Using calculus, verify that the optimum value of \(y=ax^{2}+bx+c\) occurs at \(x=-b/2a\). (You can assume \(a>0\).)
Using calculus, verify that the optimum value of \(z=e^{-(ax^{2}+bx+c)^{2}}\) also occurs at \(x=-b/2a\).
Algebraically show that \(\ln(z) = -y\).
Explain why \(y\) is similar to a cost function \(S(b)\) and \(z\) is similar to a likelihood function.

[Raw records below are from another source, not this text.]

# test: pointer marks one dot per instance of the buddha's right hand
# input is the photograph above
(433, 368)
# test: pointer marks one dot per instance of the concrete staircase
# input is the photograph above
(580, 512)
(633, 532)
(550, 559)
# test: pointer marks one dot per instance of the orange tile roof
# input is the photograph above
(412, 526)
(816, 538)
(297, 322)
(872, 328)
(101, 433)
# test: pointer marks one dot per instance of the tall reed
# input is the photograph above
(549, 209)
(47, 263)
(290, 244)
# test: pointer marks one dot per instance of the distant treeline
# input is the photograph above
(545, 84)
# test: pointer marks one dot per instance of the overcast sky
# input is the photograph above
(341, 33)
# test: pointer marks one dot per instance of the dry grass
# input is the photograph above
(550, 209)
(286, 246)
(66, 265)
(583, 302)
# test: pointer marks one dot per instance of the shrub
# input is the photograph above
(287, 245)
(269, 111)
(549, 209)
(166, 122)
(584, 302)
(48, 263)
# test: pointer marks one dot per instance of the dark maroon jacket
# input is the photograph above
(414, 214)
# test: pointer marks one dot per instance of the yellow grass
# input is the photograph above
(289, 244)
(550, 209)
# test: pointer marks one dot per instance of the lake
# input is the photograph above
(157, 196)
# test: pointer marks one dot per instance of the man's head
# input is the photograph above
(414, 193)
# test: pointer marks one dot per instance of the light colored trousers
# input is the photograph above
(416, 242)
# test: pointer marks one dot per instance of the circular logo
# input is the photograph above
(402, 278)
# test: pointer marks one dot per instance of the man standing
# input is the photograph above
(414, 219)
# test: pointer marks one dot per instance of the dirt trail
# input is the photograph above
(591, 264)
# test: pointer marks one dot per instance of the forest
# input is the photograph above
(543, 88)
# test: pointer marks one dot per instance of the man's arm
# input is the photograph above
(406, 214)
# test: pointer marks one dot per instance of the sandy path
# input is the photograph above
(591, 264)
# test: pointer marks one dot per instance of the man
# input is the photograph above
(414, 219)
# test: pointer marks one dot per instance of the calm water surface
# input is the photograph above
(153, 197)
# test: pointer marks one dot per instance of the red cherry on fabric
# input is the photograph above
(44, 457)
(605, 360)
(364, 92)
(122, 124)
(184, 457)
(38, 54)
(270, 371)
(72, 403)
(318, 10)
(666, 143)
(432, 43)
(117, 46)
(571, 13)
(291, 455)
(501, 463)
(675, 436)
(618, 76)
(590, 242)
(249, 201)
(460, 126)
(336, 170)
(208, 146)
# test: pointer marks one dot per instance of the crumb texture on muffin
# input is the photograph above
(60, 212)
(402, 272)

Exercise 10.7 This problem continues the re-election of the President and viewpoint on the economy. Determine the following conditional probabilities:

Determine the probability that you voted for the president given that you have a pessimistic view on the economy.
Determine the probability that you did not vote for the president given that you have an pessimistic view on the economy.
Determine the probability that you did not vote for the president given that you have an optimistic view on the economy.

Exercise 10.8 Incumbents have an advantage in re-election due to wider name recognition, which may boost their re-election chances. Complete the following table, estimating the following probabilities. Please report percentages as decimals.

Probability	Being elected for office	Not being elected for office	Total
Having name recognition	0.55	0.25	0.80
Not having name recognition	0.05	0.15	0.20
Total	0.60	0.40	1.00

Use Bayes’ Rule to determine the probability of being elected, given that you have name recognition.

Exercise 10.9 Show how you can derive Bayes’ Rule from the law of conditional probability.

References

Berg, Hugo van den. 2011. Mathematical Models of Biological Systems. Illustrated edition. Oxford ; New York: Oxford University Press.